Mr. Perlman was present at the conferences held later which led to the retraction.

Aaron Sapiro, in a statement telegraphed to the Jewish Telegraphic Agency from Saskatoon, Saskatchewan, declared:

“Ford’s repudiation of the anti-Semitic policy of his Dearborn Independent is a direct result of the light thrown on him in the Detroit case. The public generally resented his failure to meet in court the charges his agents had been making in their private press. Finally, the light dawned on him and he has made himself again acceptable to intelligent people by his frank disavowal of the policies and acts of his employees on the Dearborn Independent.

“We have been negotiating for some time on a settlement of the suit,” Mr. Sapiro declared.

James Davis, prominent in Jewish circles in Chicago, declared in a statement to the Jewish Telegraphic Agency representative there that “Ford did himself credit when he changed his attitude when the opportunity presented itself. He is a peculiar man. He probably did not realize what was being done and realizing it now took advantage of the time to recant. He is trained for one thing alone.”

Uncertainty prevailed with regard to whether Herman Bernstein would withdraw his $200,000 libel suit against Ford.
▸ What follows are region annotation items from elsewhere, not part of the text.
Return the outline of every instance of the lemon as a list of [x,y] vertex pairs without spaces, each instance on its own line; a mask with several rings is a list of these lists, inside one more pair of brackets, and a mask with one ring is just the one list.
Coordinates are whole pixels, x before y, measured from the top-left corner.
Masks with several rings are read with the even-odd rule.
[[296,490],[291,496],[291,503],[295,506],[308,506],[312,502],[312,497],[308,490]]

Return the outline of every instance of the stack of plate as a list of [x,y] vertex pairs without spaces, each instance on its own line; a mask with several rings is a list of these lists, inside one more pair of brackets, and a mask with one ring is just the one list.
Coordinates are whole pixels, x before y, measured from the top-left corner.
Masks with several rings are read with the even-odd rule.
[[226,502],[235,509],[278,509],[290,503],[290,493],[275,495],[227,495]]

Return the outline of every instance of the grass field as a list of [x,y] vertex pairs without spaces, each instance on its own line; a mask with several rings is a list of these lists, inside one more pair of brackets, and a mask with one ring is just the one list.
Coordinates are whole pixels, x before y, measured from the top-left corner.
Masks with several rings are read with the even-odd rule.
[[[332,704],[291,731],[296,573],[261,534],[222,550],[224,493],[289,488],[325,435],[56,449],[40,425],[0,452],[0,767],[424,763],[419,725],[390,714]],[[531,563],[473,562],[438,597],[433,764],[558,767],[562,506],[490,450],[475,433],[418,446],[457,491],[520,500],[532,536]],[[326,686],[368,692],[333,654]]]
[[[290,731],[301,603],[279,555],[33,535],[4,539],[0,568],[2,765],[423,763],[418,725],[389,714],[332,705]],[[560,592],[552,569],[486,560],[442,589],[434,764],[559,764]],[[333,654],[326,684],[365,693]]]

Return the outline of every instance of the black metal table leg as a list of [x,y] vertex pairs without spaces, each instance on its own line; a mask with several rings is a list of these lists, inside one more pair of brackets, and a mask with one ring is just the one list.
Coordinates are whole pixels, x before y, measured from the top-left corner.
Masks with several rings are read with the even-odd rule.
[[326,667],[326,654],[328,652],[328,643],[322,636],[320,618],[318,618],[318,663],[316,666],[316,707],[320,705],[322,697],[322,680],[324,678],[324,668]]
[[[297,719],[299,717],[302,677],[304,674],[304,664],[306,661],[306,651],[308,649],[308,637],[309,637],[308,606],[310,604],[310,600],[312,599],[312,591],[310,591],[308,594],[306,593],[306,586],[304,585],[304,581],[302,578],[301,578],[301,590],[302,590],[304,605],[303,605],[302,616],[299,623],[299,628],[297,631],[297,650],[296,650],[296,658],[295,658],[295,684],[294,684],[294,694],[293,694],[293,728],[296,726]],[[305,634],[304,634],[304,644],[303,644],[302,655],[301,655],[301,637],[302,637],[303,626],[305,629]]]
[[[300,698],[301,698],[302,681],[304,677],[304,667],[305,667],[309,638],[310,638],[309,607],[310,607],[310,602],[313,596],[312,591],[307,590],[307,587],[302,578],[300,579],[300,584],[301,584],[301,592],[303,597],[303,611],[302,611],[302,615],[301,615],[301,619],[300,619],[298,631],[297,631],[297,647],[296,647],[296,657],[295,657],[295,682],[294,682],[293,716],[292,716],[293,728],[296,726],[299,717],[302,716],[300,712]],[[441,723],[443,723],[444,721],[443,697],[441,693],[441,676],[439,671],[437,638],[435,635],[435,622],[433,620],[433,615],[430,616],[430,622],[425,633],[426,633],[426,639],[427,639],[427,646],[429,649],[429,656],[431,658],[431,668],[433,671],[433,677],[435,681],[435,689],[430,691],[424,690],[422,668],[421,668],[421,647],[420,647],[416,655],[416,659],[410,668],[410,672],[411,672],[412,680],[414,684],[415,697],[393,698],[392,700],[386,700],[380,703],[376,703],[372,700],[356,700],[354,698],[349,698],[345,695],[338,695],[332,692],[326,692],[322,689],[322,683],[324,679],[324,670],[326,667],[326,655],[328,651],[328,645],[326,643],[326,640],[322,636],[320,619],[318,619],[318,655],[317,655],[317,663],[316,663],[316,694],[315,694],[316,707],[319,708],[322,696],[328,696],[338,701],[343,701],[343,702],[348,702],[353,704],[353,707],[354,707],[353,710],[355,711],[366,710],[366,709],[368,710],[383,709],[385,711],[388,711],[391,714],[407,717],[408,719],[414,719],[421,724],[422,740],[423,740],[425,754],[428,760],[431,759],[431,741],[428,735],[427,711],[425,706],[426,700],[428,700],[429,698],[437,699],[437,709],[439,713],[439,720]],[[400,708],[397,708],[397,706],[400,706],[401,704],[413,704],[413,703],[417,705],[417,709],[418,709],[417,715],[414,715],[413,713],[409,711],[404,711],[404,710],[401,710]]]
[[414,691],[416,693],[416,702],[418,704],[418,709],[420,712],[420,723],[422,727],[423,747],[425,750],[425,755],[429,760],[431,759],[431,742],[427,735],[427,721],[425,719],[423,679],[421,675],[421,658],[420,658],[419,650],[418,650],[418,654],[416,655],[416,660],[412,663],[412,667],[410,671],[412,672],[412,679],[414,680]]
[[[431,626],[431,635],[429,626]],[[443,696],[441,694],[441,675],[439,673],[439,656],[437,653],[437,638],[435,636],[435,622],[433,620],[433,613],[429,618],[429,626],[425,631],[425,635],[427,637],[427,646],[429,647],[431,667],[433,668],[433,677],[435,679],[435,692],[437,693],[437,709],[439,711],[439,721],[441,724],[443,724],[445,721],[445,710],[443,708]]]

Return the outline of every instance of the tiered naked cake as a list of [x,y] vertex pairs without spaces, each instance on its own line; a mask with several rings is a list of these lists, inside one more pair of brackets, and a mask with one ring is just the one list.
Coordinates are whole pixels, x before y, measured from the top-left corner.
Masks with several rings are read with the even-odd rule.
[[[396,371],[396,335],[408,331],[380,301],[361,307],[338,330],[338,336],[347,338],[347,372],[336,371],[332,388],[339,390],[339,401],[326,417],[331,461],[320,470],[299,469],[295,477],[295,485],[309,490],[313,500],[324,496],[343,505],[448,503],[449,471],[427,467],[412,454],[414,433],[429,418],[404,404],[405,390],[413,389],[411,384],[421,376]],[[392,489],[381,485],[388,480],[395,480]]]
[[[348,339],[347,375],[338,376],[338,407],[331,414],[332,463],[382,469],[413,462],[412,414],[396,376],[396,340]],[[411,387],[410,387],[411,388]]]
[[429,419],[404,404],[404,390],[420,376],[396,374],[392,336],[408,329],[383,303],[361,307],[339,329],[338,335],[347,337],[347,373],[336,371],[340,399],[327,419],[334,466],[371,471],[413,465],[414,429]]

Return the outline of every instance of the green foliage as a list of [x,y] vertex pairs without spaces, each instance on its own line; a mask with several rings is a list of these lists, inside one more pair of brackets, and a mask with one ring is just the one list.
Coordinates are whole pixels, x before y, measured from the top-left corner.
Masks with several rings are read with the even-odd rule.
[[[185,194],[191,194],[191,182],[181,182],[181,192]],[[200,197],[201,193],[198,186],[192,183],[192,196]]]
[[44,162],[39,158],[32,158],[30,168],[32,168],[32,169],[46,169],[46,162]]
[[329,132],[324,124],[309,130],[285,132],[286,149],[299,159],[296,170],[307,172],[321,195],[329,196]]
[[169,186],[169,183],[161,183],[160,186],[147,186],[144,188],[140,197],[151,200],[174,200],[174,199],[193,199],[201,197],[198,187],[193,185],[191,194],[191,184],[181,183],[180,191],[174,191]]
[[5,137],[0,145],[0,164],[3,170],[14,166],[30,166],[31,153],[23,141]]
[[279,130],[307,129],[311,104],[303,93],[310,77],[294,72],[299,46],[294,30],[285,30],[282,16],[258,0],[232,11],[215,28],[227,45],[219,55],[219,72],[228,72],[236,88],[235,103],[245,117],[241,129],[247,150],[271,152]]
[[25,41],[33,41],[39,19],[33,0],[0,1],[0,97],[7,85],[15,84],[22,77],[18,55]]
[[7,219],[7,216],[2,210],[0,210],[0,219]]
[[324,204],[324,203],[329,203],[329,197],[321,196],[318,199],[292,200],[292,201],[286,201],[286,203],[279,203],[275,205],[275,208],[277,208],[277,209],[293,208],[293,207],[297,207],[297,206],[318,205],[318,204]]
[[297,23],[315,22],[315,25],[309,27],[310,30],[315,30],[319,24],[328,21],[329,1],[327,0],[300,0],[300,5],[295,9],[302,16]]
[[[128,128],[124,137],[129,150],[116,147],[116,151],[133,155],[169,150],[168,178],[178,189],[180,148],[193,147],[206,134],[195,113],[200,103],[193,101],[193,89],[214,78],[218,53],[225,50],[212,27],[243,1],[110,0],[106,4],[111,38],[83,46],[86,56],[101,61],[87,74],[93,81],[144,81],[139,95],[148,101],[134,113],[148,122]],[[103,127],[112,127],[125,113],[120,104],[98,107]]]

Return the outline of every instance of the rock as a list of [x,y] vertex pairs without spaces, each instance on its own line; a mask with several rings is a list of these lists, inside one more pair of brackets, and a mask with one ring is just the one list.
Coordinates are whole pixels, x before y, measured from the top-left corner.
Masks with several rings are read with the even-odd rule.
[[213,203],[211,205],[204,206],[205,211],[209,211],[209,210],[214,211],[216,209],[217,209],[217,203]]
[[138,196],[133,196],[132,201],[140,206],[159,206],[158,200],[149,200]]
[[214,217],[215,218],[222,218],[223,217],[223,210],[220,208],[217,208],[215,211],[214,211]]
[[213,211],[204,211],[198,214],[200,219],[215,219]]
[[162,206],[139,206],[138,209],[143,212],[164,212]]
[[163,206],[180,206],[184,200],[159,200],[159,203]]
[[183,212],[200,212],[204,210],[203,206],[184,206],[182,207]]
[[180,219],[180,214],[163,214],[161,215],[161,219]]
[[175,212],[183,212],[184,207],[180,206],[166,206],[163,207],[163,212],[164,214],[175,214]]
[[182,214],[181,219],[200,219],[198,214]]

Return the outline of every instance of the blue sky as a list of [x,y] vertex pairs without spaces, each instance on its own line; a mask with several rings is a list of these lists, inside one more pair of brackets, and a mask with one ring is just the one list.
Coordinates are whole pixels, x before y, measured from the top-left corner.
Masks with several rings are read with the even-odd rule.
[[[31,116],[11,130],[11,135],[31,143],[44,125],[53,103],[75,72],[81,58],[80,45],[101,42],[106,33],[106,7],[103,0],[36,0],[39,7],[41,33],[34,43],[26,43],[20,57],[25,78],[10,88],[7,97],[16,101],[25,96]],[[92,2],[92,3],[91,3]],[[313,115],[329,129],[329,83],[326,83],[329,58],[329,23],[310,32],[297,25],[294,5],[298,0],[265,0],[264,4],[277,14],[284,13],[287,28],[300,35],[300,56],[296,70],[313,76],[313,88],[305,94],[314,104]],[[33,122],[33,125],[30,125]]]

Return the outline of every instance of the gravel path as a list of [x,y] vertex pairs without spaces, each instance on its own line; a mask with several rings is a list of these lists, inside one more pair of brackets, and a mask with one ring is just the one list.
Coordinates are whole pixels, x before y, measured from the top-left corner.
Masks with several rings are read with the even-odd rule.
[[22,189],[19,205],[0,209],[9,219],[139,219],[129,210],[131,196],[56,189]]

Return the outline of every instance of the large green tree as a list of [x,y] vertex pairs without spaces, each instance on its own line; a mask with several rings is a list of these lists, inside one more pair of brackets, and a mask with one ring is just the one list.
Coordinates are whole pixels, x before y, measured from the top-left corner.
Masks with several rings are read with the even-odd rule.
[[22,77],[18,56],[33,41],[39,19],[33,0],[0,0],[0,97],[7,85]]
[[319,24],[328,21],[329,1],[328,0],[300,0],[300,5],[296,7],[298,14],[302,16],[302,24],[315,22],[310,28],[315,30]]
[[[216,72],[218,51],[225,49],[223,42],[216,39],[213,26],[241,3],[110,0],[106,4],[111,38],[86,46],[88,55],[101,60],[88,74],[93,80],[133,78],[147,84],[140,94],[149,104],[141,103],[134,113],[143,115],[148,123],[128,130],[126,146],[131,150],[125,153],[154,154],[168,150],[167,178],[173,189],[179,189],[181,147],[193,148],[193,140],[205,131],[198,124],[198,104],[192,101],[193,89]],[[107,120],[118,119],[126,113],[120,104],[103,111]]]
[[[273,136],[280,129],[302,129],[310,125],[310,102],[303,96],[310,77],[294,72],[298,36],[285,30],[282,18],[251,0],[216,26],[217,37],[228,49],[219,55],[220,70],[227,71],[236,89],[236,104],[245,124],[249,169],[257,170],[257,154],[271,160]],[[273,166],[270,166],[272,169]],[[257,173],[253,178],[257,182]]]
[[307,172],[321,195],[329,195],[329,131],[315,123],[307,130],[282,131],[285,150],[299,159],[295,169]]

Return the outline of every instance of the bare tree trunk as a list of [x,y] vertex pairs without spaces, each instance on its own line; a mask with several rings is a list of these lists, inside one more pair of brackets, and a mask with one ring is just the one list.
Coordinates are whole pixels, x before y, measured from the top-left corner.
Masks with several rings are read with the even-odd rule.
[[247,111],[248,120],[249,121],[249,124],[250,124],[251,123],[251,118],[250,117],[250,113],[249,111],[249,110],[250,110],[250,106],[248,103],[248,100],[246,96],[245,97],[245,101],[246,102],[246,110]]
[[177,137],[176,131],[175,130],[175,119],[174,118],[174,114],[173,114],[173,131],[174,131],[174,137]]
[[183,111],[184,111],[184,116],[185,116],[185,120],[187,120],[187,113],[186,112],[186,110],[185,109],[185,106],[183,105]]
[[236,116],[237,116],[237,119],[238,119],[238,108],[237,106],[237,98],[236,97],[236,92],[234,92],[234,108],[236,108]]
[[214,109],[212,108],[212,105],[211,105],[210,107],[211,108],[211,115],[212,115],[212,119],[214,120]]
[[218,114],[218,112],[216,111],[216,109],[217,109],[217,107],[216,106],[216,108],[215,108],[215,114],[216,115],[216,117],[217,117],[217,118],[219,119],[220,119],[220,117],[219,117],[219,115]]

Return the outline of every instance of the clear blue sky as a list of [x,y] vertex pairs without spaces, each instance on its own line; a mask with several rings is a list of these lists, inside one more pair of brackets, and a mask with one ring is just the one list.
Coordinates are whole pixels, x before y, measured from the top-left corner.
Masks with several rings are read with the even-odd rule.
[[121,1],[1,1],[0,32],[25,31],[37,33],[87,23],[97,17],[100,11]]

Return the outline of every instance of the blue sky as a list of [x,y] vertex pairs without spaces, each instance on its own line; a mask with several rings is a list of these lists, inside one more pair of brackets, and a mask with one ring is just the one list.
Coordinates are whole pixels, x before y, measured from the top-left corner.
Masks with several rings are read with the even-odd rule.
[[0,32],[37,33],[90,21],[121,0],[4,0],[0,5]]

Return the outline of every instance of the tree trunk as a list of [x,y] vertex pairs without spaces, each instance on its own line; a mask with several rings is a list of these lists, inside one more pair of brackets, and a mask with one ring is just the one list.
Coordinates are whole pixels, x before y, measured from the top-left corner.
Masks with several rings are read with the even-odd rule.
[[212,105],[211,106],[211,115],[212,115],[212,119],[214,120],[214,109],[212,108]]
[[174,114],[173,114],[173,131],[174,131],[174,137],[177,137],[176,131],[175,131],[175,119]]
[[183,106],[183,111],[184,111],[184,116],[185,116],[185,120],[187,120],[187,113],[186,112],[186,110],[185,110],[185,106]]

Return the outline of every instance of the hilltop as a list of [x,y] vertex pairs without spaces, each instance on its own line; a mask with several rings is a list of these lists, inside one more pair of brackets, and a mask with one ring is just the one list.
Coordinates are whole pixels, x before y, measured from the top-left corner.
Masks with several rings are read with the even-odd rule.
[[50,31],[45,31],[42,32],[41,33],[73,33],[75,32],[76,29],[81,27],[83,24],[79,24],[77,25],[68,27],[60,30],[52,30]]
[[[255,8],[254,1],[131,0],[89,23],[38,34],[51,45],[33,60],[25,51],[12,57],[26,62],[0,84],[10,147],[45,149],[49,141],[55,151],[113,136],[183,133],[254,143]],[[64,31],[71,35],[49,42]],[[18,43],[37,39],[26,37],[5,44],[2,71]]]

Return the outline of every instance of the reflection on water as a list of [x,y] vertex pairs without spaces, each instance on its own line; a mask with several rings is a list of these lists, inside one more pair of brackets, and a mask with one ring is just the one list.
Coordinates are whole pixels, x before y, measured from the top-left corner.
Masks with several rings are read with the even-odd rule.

The New York Herald-Tribune states it is informed that “Earl J. Davis, of Detroit, who formerly was an Assistant United States Attorney General, went to Washington several weeks ago to seek the advice of politicians, including a New York Jew who is a Representative in Congress, as to means of saving Mr. Ford from going on the witness stand in the Sapiro case.

“He is said to have told the New York Representative that Mr. Ford was perturbed over the prospect of the retrial of the case next September, and also that Mr. Ford and his family were anxious to put an end to the controversies and ill-feeling which the articles in “The Dearborn Independent” had engendered.

“Mr. Davis was advised to come to New York and address himself to some prominent member of New York Jewry,” the Tribune states.